Il y a des gâteaux qui sentent la cuisine familiale dès l’ouverture du four : la vapeur douce, la note de beurre, le parfum de poires mûres. Si votre souvenir, c’est une mie fondante sous la dent et des morceaux qui gardent leur tenue, vous êtes au bon endroit. Lors de mes années de service, j’ai souvent réappris les recettes maison pour les rendre inratables en cuisine d’appartement ; ce fondant fait partie de celles que je transmets avec plaisir.

Vous allez trouver ici la base solide, les réglages fins et l’organisation qui permettent d’obtenir, sans forcer, un fondant moelleux et parfumé. Un seul cap à garder en tête : respecter l’humidité des poires et la canaliser avec intelligence.

🍽️ Gâteau aux poires de grand-mère, fondant et moelleux

⏱️ Préparation
15 min
🔥 Cuisson
35-45 min
❄️ Repos
40 min
⏳ Total
90-100 min
👤 Portions
8 portions
⚡ Calories
environ 300 kcal / portion

Ingrédients

  • 4 poires moyennes (450 g de chair nette) ou 1 grande boîte de poires au sirop bien égouttées
  • 120 g de sucre en poudre (à ajuster selon la maturité des poires)
  • 100 g de beurre fondu tiédi ou 80 ml d’huile neutre, ou 50/50 des deux
  • 2 œufs moyens (calibre M)
  • 180 g de farine T45 (ou T55 si poires très juteuses)
  • 8 g de levure chimique
  • 1 yaourt nature (125 g) ou 80 ml de crème entière
  • 1 c. c. d’extrait de vanille, zeste fin d’1/2 citron, 1 pincée de sel
  • Optionnel : 30 g de poudre d’amandes, 20 g d’amandes effilées

Les ingrédients pour un fondant inratable

Ingrédients mesurés : poires Williams, farine T45, beurre fondu et yaourt

Le fondant n’est jamais un hasard : on dose la matière grasse, on module le sucre, on maîtrise l’eau des fruits. Le reste suit.

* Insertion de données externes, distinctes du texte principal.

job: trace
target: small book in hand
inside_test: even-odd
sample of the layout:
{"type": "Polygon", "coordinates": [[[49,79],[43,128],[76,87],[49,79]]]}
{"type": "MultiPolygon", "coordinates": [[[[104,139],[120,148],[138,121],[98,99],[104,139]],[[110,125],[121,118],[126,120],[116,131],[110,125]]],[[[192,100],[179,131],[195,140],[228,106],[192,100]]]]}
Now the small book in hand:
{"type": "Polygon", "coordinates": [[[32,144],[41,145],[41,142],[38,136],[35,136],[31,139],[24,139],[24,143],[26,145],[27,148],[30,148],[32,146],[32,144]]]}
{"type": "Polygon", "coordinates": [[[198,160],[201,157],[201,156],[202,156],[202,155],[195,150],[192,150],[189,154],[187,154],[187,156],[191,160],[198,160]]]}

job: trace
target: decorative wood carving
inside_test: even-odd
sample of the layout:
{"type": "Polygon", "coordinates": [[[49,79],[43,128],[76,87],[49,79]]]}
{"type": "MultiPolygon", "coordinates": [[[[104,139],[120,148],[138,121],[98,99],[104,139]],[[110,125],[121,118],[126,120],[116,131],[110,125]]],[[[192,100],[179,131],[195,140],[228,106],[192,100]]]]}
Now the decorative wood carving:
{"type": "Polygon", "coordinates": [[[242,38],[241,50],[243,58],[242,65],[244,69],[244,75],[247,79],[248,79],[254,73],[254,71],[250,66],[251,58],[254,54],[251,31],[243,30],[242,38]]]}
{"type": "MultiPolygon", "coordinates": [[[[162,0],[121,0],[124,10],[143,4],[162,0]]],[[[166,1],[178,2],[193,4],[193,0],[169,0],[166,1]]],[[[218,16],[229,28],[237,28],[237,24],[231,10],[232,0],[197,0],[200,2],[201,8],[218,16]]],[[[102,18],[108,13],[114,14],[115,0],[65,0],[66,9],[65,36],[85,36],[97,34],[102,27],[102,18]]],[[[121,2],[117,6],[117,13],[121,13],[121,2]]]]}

Choisir ses poires et les préparer

Pour ce gâteau, privilégiez des Williams, des Conférence ou des Comice à bonne maturité : souples sous le doigt mais encore fermes au cœur. C’est ce juste moment qui parfume sans détremper. Sur 4 belles poires fraîches, comptez environ 450 g de chair nette après épluchage et parage, une base idéale pour équilibrer l’appareil.

Coupez en lamelles si vous aimez un visuel régulier, ou en dés si vous préférez une répartition plus homogène. Avec des poires au sirop, laissez-les s’égoutter longuement puis égoutter encore sur papier absorbant : vous gagnerez un fondant maîtrisé et non un gâteau spongieux.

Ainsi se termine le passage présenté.